Advent of Code 2019 Day 2

I ended up awake near the time problem was about to release, and decided to give it a shot: I was ranked 910/1502, mostly because I skimmed the questions too aggressively. The published notebook is a more cleaned up version of the code, particularly because we can expect more opcode based problems.

In [15]:
input = []
with open("AoC/input2.txt") as input_file:
    input = list(map(int, input_file.read().split(",")))

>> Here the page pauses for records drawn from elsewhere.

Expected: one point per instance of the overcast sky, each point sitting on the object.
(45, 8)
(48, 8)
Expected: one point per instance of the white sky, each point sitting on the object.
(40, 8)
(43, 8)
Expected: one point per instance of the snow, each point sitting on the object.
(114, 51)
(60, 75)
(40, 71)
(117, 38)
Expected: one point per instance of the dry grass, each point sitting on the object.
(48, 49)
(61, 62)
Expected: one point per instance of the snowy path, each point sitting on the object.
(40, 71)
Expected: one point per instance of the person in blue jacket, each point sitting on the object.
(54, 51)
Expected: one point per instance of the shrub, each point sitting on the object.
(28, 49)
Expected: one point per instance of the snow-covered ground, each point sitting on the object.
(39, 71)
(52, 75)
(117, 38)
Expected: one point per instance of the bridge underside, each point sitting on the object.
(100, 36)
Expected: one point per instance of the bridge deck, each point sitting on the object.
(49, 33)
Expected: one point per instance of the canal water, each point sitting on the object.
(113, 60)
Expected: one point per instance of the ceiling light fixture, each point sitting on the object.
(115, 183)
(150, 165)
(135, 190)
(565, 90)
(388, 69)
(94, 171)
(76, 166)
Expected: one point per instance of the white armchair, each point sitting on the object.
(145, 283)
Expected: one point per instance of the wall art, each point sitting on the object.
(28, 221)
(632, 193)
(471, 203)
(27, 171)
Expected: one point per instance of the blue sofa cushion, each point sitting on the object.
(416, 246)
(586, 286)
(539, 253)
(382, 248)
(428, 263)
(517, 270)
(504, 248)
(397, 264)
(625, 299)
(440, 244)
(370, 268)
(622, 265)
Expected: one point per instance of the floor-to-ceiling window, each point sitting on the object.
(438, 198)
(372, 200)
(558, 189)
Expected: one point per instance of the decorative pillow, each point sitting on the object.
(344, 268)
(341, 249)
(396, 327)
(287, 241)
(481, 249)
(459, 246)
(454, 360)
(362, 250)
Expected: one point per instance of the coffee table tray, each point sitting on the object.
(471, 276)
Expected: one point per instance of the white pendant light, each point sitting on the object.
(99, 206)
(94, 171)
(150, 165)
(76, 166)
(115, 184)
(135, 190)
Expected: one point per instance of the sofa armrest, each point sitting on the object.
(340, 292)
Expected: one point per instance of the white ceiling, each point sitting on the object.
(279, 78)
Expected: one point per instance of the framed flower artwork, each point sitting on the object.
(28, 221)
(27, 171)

The first problem is direct enough: opcode based turing machine where I can stop forward and evaluate the program.

In [16]:
def compute(program):
    l = len(program)
    i = 0
    while i < l:
        op = program[i]
        if op == 99:
            return program
        
        a, b, out = program[i + 1: i + 4]
        
        if op == 1:
            program[out] = program[a] + program[b]
        elif op == 2:
            program[out] = program[a] * program[b]
        
        i += 4
In [17]:
compute([int(x) for x in "1,9,10,3,2,3,11,0,99,30,40,50".split(",")])
Out[17]:
[3500, 9, 10, 70, 2, 3, 11, 0, 99, 30, 40, 50]
In [18]:
compute([1, 0, 0, 0, 99])
Out[18]:
[2, 0, 0, 0, 99]
In [19]:
compute([2, 3, 0, 3, 99])
Out[19]:
[2, 3, 0, 6, 99]
In [20]:
compute([2, 4, 4, 5, 99, 0])
Out[20]:
[2, 4, 4, 5, 99, 9801]
In [21]:
compute([1, 1, 1, 4, 99, 5, 6, 0, 99])
Out[21]:
[30, 1, 1, 4, 2, 5, 6, 0, 99]

I wasted a lot of time by forgetting that the input list was being mutated by compute, which cost me several precious minutes to debug.

In [22]:
new_input = list(input)
new_input[1] = 12
new_input[2] = 2
compute(new_input)[0]
Out[22]:
3931283

Part 2

For the second problem, I missed the specifications that the inputs were in the range [0, 99]: I started by making a 3D plot of the x,y,z values (from 0 - 100).

In [23]:
def compute_inputs(x, y):
    new_input = input[:]
    new_input[1] = x
    new_input[2] = y
    return compute(new_input)
In [24]:
import matplotlib.pyplot as plt
from mpl_toolkits.mplot3d import Axes3D
%matplotlib inline

fig = plt.figure(figsize=(16, 4))
xs, ys, zs = [], [], []
for x in range(10):
    for y in range(10):
        z = compute_inputs(x, y)[0]
        xs.append(x)
        ys.append(y)
        zs.append(z)
        
ax = fig.add_subplot(144, projection='3d')
ax.scatter(xs, ys, zs)
ax.view_init(30, 30)

ax2 = fig.add_subplot(141, projection='3d')
ax2.scatter(xs, ys, zs)
ax2.view_init(0, -90)

ax3 = fig.add_subplot(142, projection='3d')
ax3.scatter(xs, ys, zs)
ax3.view_init(0, 90)

ax4 = fig.add_subplot(143, projection='3d')
ax4.scatter(xs, ys, zs)
ax4.view_init(0, 0)

plt.show()

This made me realize it was a linear combination of the form z = ax + by + c from the shape. Checking the values at (0, 0), (1, 0), (0, 1) gave me a clear equation.

In [25]:
i = 0
for x in range(2):
    for y in range(2):
        i += 1
        print(f"x: {x}, y: {y}, z: {compute_inputs(x, y)[0]} -- [{i}]")

x: 0, y: 0, z: 613521 -- [1]
x: 0, y: 1, z: 613522 -- [2]
x: 1, y: 0, z: 890001 -- [3]
x: 1, y: 1, z: 890002 -- [4]

From 1, c = 613521

From 2, b = 613522 - 613521 = 1

From 3, a = 890001 - 613521 = 276480

After that, it was mainly about finding an integer solution to 19690720 - 613521 = 276480 * x + y, which can be calculated by integer division and modulus (of course there are an infinite number of solutions if you allow for negative numbers, but I was just testing for the direct one).

In [26]:
x, y = (19690720 - 613521) // 276480, (19690720 - 613521) % 276480
x, y
Out[26]:
(69, 79)

Sanity checking backwards,

In [27]:
compute_inputs(x, y)[0]
Out[27]:
19690720

Of course, if I had read the problem correctly, this would have been a little more trivial:

In [28]:
next((x, y) for x in range(100) for y in range(100) if compute_inputs(x, y)[0] == 19690720)
Out[28]:
(69, 79)

TODO: At some point, try to do this symbolically, or by representing values as a tuple.